То, что завораживало Сартра в феноменологии, было, во-первых, ее внимание к плотному, обольстительному и в то же время пугающему присутствию вещей. Феноменология вновь привлекла внимание к упорно не поддающейся решению загадке бытия-в-себе. Во-вторых, по контрасту с этим, она обострила чувствительность к внутреннему богатству сознания, снова выявляла целый мир бытия-для-себя. И в-третьих она, как казалось, пусть смутно, но обещала каким-то образом снять внутреннее напряжение этой двойной онтологии – напряжение между бытием-в-себе и бытием-для-себя.
Это бытие-в-себе природных вещей, которое, если взглянуть на него с феноменологической точки зрения, раскрывается в своем «сверхвластительном», отрицающем всякий смысл присутствии, Сартр в конце тридцатых годов превосходно охарактеризовал в романе «Тошнота» (в отрывке, вскоре причисленном к классическим образцам описания опыта переживания непредрешенности): «Итак, только что я был в парке. Под скамьей, как раз там, где я сидел, в землю уходил корень каштана. Но я уже не помнил, что это корень. Слова исчезли, а с ними смысл вещей, их назначение, бледные метки, нанесенные людьми на их поверхность. Я сидел ссутулившись, опустив голову, наедине с этой темной узловатой массой в ее первозданном виде, которая пугала меня. И вдруг меня осенило»[362]

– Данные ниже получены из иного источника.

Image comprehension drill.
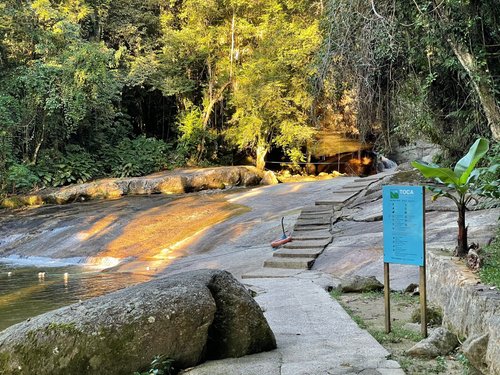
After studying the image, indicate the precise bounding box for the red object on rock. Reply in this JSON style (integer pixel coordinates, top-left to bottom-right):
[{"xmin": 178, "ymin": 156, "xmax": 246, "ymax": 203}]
[{"xmin": 271, "ymin": 236, "xmax": 292, "ymax": 248}]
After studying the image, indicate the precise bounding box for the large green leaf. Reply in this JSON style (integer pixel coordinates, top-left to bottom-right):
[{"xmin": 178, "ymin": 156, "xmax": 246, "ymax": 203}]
[
  {"xmin": 411, "ymin": 161, "xmax": 460, "ymax": 186},
  {"xmin": 454, "ymin": 138, "xmax": 489, "ymax": 184}
]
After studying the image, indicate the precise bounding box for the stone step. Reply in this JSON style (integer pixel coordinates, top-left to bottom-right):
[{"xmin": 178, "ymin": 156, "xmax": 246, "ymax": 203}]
[
  {"xmin": 241, "ymin": 268, "xmax": 303, "ymax": 279},
  {"xmin": 301, "ymin": 206, "xmax": 334, "ymax": 213},
  {"xmin": 298, "ymin": 214, "xmax": 334, "ymax": 221},
  {"xmin": 273, "ymin": 248, "xmax": 324, "ymax": 258},
  {"xmin": 284, "ymin": 238, "xmax": 332, "ymax": 248},
  {"xmin": 293, "ymin": 224, "xmax": 330, "ymax": 231},
  {"xmin": 298, "ymin": 213, "xmax": 333, "ymax": 219},
  {"xmin": 292, "ymin": 231, "xmax": 332, "ymax": 241},
  {"xmin": 263, "ymin": 257, "xmax": 316, "ymax": 269},
  {"xmin": 315, "ymin": 200, "xmax": 345, "ymax": 206},
  {"xmin": 296, "ymin": 218, "xmax": 331, "ymax": 226}
]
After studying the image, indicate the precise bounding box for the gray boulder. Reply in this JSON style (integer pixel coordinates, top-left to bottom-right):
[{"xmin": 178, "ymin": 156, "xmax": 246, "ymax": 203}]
[
  {"xmin": 462, "ymin": 334, "xmax": 489, "ymax": 373},
  {"xmin": 0, "ymin": 269, "xmax": 276, "ymax": 375},
  {"xmin": 339, "ymin": 275, "xmax": 384, "ymax": 293},
  {"xmin": 260, "ymin": 171, "xmax": 279, "ymax": 185},
  {"xmin": 406, "ymin": 327, "xmax": 459, "ymax": 359}
]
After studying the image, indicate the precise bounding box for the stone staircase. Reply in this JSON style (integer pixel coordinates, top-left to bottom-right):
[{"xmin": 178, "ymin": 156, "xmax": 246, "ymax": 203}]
[{"xmin": 242, "ymin": 174, "xmax": 387, "ymax": 279}]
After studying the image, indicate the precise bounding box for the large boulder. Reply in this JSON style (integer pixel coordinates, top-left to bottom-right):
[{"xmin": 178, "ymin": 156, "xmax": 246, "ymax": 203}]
[
  {"xmin": 0, "ymin": 270, "xmax": 276, "ymax": 375},
  {"xmin": 406, "ymin": 327, "xmax": 459, "ymax": 359}
]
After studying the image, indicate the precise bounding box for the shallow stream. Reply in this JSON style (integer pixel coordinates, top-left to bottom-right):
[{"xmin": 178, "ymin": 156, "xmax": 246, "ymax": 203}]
[{"xmin": 0, "ymin": 264, "xmax": 151, "ymax": 331}]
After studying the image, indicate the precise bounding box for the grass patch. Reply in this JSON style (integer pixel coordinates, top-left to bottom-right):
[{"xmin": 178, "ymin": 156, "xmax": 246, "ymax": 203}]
[
  {"xmin": 480, "ymin": 228, "xmax": 500, "ymax": 288},
  {"xmin": 368, "ymin": 323, "xmax": 422, "ymax": 344}
]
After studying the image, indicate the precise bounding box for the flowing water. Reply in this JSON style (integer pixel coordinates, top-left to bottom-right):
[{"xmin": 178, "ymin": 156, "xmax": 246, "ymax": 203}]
[
  {"xmin": 0, "ymin": 191, "xmax": 250, "ymax": 331},
  {"xmin": 0, "ymin": 264, "xmax": 151, "ymax": 331}
]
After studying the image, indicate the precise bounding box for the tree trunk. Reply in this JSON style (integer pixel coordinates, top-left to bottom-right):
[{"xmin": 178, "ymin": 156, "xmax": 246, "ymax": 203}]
[
  {"xmin": 256, "ymin": 144, "xmax": 267, "ymax": 171},
  {"xmin": 448, "ymin": 40, "xmax": 500, "ymax": 141},
  {"xmin": 455, "ymin": 202, "xmax": 468, "ymax": 257}
]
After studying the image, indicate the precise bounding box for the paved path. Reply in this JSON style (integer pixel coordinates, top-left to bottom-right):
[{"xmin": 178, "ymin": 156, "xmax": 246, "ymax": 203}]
[
  {"xmin": 184, "ymin": 275, "xmax": 403, "ymax": 375},
  {"xmin": 184, "ymin": 170, "xmax": 405, "ymax": 375}
]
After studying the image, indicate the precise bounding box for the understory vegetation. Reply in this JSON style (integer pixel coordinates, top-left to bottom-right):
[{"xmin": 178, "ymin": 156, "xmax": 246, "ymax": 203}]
[
  {"xmin": 331, "ymin": 290, "xmax": 476, "ymax": 375},
  {"xmin": 1, "ymin": 0, "xmax": 499, "ymax": 196},
  {"xmin": 480, "ymin": 228, "xmax": 500, "ymax": 288}
]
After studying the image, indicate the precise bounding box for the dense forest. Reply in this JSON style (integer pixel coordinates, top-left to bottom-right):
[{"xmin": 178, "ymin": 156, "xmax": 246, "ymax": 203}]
[{"xmin": 0, "ymin": 0, "xmax": 499, "ymax": 194}]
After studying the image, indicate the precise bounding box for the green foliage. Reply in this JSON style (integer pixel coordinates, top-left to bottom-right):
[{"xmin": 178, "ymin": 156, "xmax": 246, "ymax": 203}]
[
  {"xmin": 133, "ymin": 355, "xmax": 176, "ymax": 375},
  {"xmin": 411, "ymin": 306, "xmax": 443, "ymax": 326},
  {"xmin": 177, "ymin": 103, "xmax": 211, "ymax": 162},
  {"xmin": 412, "ymin": 138, "xmax": 489, "ymax": 194},
  {"xmin": 480, "ymin": 228, "xmax": 500, "ymax": 288},
  {"xmin": 473, "ymin": 142, "xmax": 500, "ymax": 203},
  {"xmin": 5, "ymin": 163, "xmax": 40, "ymax": 193},
  {"xmin": 392, "ymin": 75, "xmax": 439, "ymax": 143},
  {"xmin": 411, "ymin": 138, "xmax": 490, "ymax": 256},
  {"xmin": 316, "ymin": 0, "xmax": 497, "ymax": 155},
  {"xmin": 34, "ymin": 146, "xmax": 99, "ymax": 187},
  {"xmin": 411, "ymin": 138, "xmax": 490, "ymax": 204},
  {"xmin": 104, "ymin": 136, "xmax": 172, "ymax": 178},
  {"xmin": 368, "ymin": 324, "xmax": 422, "ymax": 344},
  {"xmin": 455, "ymin": 353, "xmax": 472, "ymax": 375}
]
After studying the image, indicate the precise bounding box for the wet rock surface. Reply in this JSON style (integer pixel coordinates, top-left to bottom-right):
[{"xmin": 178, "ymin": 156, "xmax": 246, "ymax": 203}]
[{"xmin": 0, "ymin": 269, "xmax": 276, "ymax": 375}]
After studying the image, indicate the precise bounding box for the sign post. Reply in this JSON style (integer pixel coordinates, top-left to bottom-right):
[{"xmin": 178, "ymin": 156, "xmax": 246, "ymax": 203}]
[{"xmin": 382, "ymin": 185, "xmax": 427, "ymax": 337}]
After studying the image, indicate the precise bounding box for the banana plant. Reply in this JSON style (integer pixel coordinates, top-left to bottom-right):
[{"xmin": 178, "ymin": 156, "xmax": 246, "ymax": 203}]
[{"xmin": 411, "ymin": 138, "xmax": 490, "ymax": 257}]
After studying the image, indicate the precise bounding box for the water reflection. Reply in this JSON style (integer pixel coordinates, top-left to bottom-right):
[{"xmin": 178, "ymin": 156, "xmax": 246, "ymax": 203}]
[{"xmin": 0, "ymin": 264, "xmax": 151, "ymax": 331}]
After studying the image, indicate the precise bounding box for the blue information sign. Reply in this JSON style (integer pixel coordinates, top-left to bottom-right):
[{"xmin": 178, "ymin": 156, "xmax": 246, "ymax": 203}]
[{"xmin": 383, "ymin": 185, "xmax": 425, "ymax": 266}]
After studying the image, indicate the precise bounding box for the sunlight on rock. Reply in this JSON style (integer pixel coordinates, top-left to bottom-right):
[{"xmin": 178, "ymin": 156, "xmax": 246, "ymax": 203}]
[
  {"xmin": 85, "ymin": 256, "xmax": 122, "ymax": 269},
  {"xmin": 76, "ymin": 215, "xmax": 118, "ymax": 241},
  {"xmin": 89, "ymin": 196, "xmax": 249, "ymax": 274},
  {"xmin": 228, "ymin": 188, "xmax": 263, "ymax": 202}
]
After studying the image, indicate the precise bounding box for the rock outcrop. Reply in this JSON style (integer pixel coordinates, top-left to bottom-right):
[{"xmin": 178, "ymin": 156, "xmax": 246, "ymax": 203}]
[
  {"xmin": 1, "ymin": 166, "xmax": 264, "ymax": 208},
  {"xmin": 427, "ymin": 249, "xmax": 500, "ymax": 374},
  {"xmin": 0, "ymin": 269, "xmax": 276, "ymax": 375}
]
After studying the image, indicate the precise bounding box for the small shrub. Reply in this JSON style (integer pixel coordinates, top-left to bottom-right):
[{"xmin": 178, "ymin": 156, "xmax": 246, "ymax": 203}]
[
  {"xmin": 134, "ymin": 355, "xmax": 176, "ymax": 375},
  {"xmin": 473, "ymin": 142, "xmax": 500, "ymax": 208},
  {"xmin": 480, "ymin": 228, "xmax": 500, "ymax": 288},
  {"xmin": 411, "ymin": 306, "xmax": 442, "ymax": 326},
  {"xmin": 34, "ymin": 146, "xmax": 99, "ymax": 187},
  {"xmin": 5, "ymin": 163, "xmax": 40, "ymax": 193}
]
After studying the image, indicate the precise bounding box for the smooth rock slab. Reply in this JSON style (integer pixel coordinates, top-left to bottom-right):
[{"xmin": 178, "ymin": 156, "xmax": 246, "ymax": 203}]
[{"xmin": 0, "ymin": 270, "xmax": 276, "ymax": 375}]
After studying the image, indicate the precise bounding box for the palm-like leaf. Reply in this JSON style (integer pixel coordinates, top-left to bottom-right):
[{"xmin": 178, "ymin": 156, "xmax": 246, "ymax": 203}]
[
  {"xmin": 410, "ymin": 161, "xmax": 460, "ymax": 186},
  {"xmin": 454, "ymin": 138, "xmax": 489, "ymax": 184}
]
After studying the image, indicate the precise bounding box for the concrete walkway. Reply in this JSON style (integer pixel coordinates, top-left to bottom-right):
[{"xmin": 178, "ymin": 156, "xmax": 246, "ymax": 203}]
[
  {"xmin": 183, "ymin": 170, "xmax": 405, "ymax": 375},
  {"xmin": 184, "ymin": 274, "xmax": 403, "ymax": 375}
]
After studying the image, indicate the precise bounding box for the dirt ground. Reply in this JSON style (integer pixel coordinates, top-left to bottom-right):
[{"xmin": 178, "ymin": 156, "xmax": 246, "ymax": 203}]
[{"xmin": 335, "ymin": 291, "xmax": 482, "ymax": 375}]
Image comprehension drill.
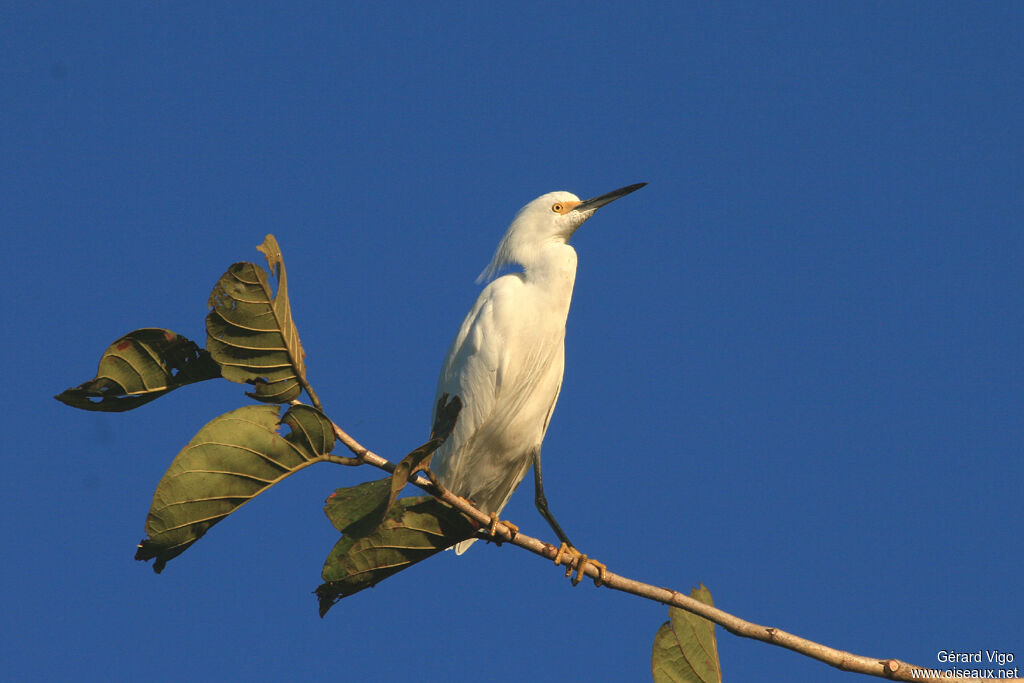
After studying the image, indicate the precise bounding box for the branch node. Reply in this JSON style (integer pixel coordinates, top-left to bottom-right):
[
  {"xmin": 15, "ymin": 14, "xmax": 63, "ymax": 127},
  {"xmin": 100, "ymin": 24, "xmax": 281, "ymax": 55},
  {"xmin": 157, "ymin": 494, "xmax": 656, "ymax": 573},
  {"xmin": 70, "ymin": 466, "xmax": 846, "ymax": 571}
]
[{"xmin": 423, "ymin": 468, "xmax": 444, "ymax": 494}]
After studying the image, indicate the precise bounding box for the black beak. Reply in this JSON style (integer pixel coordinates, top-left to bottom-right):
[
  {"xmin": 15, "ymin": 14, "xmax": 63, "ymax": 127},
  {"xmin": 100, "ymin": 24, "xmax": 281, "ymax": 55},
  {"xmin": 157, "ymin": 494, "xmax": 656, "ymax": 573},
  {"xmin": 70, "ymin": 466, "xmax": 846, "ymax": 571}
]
[{"xmin": 574, "ymin": 182, "xmax": 647, "ymax": 213}]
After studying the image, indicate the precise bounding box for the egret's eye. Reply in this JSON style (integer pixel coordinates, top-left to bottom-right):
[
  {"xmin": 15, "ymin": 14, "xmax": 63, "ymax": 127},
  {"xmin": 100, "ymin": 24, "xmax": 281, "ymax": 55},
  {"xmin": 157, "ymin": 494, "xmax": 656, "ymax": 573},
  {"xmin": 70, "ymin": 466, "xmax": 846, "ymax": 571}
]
[{"xmin": 552, "ymin": 203, "xmax": 563, "ymax": 213}]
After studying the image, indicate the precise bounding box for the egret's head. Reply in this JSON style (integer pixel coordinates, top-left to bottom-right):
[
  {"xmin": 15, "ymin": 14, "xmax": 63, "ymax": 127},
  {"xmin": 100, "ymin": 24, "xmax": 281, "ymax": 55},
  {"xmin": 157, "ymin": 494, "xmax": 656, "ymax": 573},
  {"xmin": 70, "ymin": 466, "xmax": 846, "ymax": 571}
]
[
  {"xmin": 478, "ymin": 183, "xmax": 647, "ymax": 282},
  {"xmin": 518, "ymin": 190, "xmax": 588, "ymax": 240}
]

. Рассказчик, Рокантен, был поражен тем, что увидел вещи без связи и значения, которые навязывает им сознание, – они просто стояли, «голые бесстыдной и жуткой наготой»[363]. На его глазах они «выставляли себя напоказ друг другу, поверяя друг другу гнусность своего существования»[364]. Существование («экзистенция») означает здесь просто наличность и непредрешенность. «Суть его (существования. – Т. Б.) – случайность… ни одно необходимое существо не может помочь объяснить существование: случайность – это не нечто кажущееся, не видимость, которую можно развеять; это нечто абсолютное, а стало быть, некая совершенная беспричинность. Беспричинно все – этот парк, этот город и я сам. Когда это до тебя доходит, тебя начинает мутить и все плывет…»[365] То, что Рокантен пережил в парке, резко контрастирует с бытием, проникнутым разумной речью. Вся сцена представляет собой литературную композицию, наглядно демонстрирующую утверждение Кожева: «Без человека бытие оставалось бы немым; оно было бы здесь, но не было бы правдой». Рассказчик ощущает себя вещью среди вещей, ему кажется, что он вдруг оказался отброшенным к вегетативному бытию-в-себе: «… я был корнем каштана». Всем своим телом он чувствует бытие – тяжелое, непроницаемое Нечто; и это заставляет его в страхе броситься назад, в мир сознания, бытия-для-себя, чтобы там ощутить странную нехватку бытия. «Человек есть бытие, посредством которого ничто приходит в мир»[366], – говорит Сартр в «Бытии и ничто», опираясь на идеи Кожева и Хайдеггера.